Enviada em 10/05/2020

No ano de 1999, no estado do Colorado (EUA) dois jovens da escola Columbine High school abriram fogo contra seus colegas no meio do turno da manhã, encerrando a vida de treze pessoas inclusive as suas, em um suicídio em dupla logo apos os assassinatos. Embora o caso tenha ocorrido nos Estados Unidos, o Massacre de Columbine influenciou atentados em escolas do mundo inteiro, inclusive no Brasil e o bullying foi associado como fator motivador em quase todos os ataques, Por isso, para que o combate ao bullying no Brasil seja eficiente, vale analisar a postura da Escola e do Estado.

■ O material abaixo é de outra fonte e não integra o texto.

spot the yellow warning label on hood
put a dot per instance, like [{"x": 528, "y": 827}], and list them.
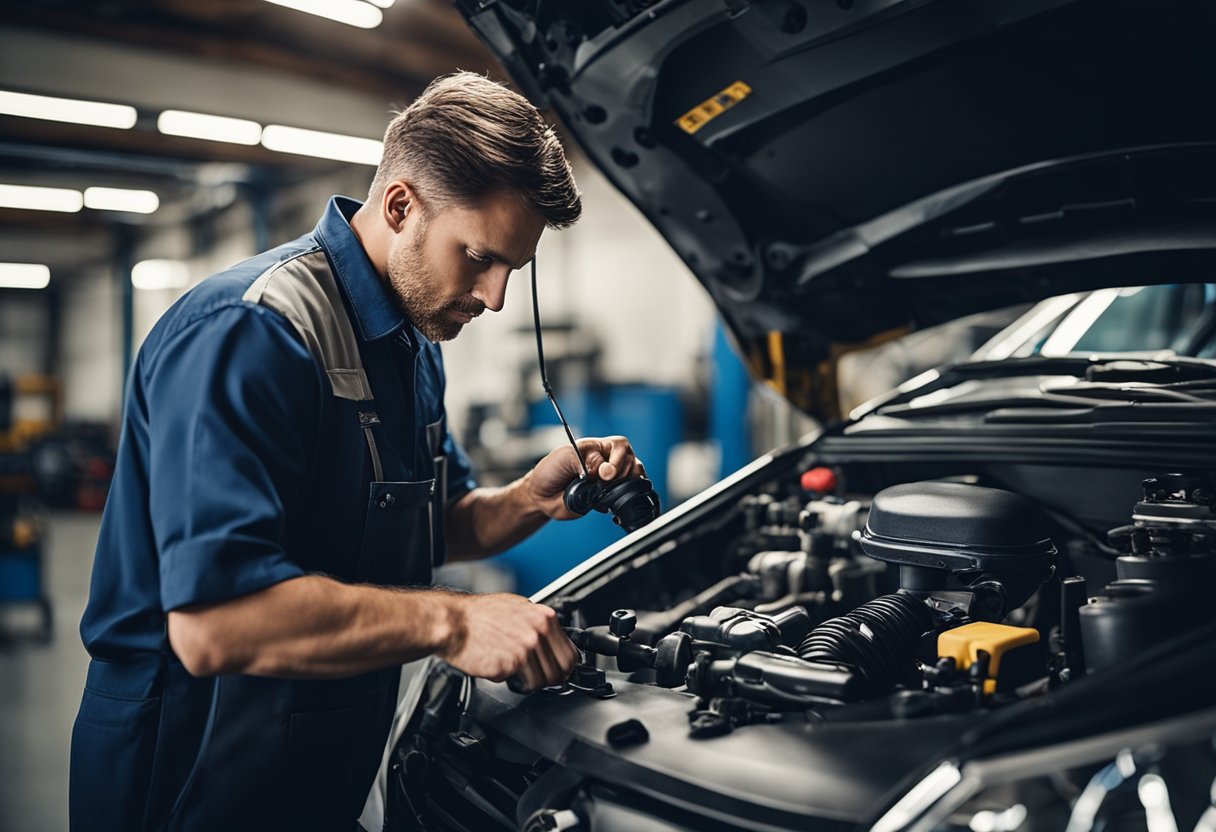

Primeiramente, é válido ressaltar o comportamento omisso de muitas escolas brasileiras diante de situações com o bullying. Segundo o sociólogo francês Pierre Bourdieu, a Violência Simbólica é o conceito dado à violência, seja ela física ou moral, que não é notada como violência nem pela vitima, nem pelo agressor, e muito menos pelas testemunhas, sendo assim aceita. Nessa perspectiva, nota-se que o bullying acaba passando despercebido pelos diretores e pedagogos da maioria das  escolas brasileiras, sendo associado à brincadeiras infantis naturais. Assim, praticas de agressão de alunos contra alunos podem gerar transtornos mentais que afetem o equilíbrio emocional das vitimas até a fase adulta.

Além disso, a falta de políticas publicas eficientes no combate à problemática é determinante para o agravamento dos casos de bullying no país. Conforme o sociólogo Emile Durkheim o Estado de Anomia ocorre quando a ineficácia de normas públicas consolida um problema como caraterística marcante em uma sociedade. Dessa forma, a associação do numero crescente de casos de transtornos mentais e suicídios entre jovens e adultos ao bullying praticado de maneira frequente e irrestrita em ambientes sociais, laborais, digitais e escolares gera o estado anômico de Durkheim no Brasil.

Portanto, é essencial a  mudança de atitudes por parte da escola e do Governo brasileiro. Assim, o Governo Federal por meio do MEC (Ministério da Educação), deve promover uma ação coordenada com as escolas na criação de normas e materiais didáticos voltados para o bullying com o fito de conscientizar os agressores e encorajar as vitimas à se impor de forma correta. Outrossim, compete ao Ministério da Ciência, Tecnologia, Inovações e Comunicações, por meio da tecnologia de algoritmos, barrar a postagem de mensagens de ódio na internet e distribuir posts, videos e documentários das maiores consequências do bullying e o depoimento de vitimas, com a finalidade de promover a conscientização da população brasileira. Destarte, casos como o que foi visto em Columbine ficará restrito ao passado.